Its supporters imagine that the Cape Wind proposal for Horseshoe Shoal stakes a claim in the energy future. But, if that were true six years ago when Cape Wind was proposed, it is not true today. The Cape Wind plan is an unfulfilled development in the first generation of new, more efficient, less polluting solutions to the nation's ravenous appetite for energy. The next generation of solutions to the clean energy mystery is in the labs today, including other approaches to using wind to make electricity, many of them far offshore rather than a few miles from the beach. Cape Wind is a project that, if approved and built, will not operate until early in the next decade. Changing circumstances, including rising oil prices, rising demand for petroleum, and legislative enthusiasm for new energy technologies, combined with sanctions on older, polluting energy production methods, are preparing the ground for the development of new, next-generation technologies. The bet here is that wind will play a helpful but minimal role in the non-polluting, energy generation industries of the future. Trading Horseshoe Shoals for such small gain will certainly cost more than it will gain us.

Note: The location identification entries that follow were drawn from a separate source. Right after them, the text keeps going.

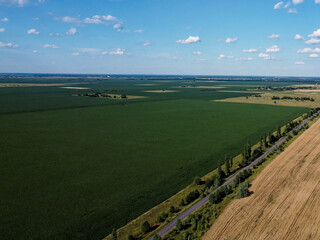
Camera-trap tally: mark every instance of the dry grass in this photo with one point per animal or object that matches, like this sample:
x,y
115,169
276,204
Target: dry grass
x,y
285,203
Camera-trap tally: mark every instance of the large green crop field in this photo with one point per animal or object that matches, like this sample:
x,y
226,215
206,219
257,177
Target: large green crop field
x,y
76,167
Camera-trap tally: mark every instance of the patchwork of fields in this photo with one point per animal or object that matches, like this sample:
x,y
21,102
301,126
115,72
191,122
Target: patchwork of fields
x,y
76,167
284,203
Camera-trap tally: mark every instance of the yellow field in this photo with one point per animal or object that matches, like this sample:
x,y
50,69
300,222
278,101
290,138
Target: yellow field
x,y
160,91
37,84
285,203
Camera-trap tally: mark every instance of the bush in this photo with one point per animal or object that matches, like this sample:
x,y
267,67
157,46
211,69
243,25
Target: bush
x,y
243,190
145,227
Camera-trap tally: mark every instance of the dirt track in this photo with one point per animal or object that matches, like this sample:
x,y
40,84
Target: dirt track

Ian Bowles, president of Commonwealth Inc., publisher of Commonwealth magazine, and now Gov. Deval Patrick's secretary of the Executive Office of Environmental Protection, writing in July of last year about the benefits for Massachusetts from investments in new energy technologies, encouraged public and private support for such new initiatives, which have, in his view, as much promise for the state's economy as high tech and the life sciences do.

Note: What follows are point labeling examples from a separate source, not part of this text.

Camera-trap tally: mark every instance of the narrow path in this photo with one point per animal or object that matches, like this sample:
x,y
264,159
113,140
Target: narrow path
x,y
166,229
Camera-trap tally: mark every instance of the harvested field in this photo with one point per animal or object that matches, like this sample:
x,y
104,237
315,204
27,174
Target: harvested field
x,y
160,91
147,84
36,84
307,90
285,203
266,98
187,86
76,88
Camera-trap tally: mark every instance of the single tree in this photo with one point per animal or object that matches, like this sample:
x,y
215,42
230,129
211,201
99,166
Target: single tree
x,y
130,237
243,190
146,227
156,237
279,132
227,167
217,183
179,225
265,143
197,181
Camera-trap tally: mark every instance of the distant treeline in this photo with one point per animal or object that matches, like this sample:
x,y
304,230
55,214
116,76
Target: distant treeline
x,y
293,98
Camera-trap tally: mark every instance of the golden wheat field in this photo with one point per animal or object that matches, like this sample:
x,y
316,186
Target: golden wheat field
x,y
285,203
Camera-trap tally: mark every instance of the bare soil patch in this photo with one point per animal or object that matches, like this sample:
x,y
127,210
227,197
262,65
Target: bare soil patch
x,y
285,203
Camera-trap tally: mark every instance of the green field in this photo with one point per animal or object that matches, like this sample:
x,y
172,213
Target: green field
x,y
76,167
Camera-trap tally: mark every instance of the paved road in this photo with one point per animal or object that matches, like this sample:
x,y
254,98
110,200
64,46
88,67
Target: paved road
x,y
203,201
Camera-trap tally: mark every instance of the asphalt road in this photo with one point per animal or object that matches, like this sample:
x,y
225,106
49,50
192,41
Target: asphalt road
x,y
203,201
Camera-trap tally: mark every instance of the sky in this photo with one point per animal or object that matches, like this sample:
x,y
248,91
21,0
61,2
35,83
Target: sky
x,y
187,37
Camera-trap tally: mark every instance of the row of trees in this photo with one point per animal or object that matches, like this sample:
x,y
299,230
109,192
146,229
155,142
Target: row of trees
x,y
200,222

"The nascent gold rush for next-generation energy technology could become an economic engine for Massachusetts," Mr. Bowles, a Falmouth summer resident and unsuccessful former candidate for the Democratic nomination for the 10th District seat in Congress, wrote, before he became a Patrick lieutenant.
But, what sort of energy technology will emerge from this nexus of investment and incentives? Will these factors line up behind wind farms as the energy producers of the future? Maybe, but here the bet is that other technologies will be more prominent in the mix of solutions. There's room for Cape Wind, or rather for projects like it, when an analysis of the equities in such proposals finds that the benefits outweigh the detriments. It is impossible to draw that conclusion when the very small anticipated contribution from the Cape Wind installation is set against the loss of 25 acres of wild, empty ocean, near the shore and host to a wide variety of pleasure and commercial marine activities.

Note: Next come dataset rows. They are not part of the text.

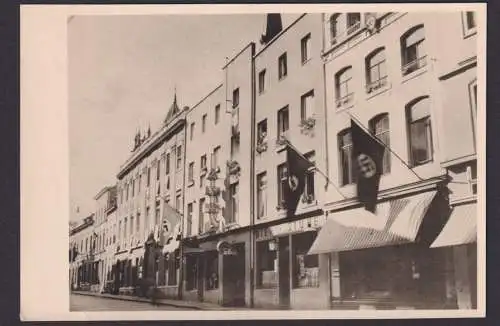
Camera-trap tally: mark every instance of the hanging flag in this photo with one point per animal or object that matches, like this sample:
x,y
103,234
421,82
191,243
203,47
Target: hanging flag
x,y
367,156
297,166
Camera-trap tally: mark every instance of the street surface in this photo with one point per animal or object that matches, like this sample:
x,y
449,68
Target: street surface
x,y
91,303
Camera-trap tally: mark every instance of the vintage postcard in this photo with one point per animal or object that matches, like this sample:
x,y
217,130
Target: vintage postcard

The economic success Mr. Bowles envisioned for Massachusetts, along with the national importance attached to finding new ways to satisfy the need for clean energy, mean that some tough decisions will need to be made. How will the capital to fuel research and development of new energy technologies be assembled and deployed?
"In California," Mr. Bowles wrote, "ideas good and bad are floating about, including a proposed $4 billion ballot initiative to tax oil and fund alternative energy. Regardless of the merits of that particular proposal, no discussion of similarly big ideas is under way in Massachusetts. Here, you are either for Cape Wind or against it, and that is about as far as it goes. If that's the way it stays, Massachusetts will miss the energy technology boat."
The feverish, high-profile debate over Cape Wind's proposal has something in common with the critical risk-reward analysis of the wind farm proposal itself. Each has smaller upsides than downsides. On the one hand, the consuming focus on the struggle over Cape Wind may divert important attention from the promotion and funding support of efforts to find more promising new energy technologies. And, on the other, a vast ocean wilderness may be traded for a small renewable power yield.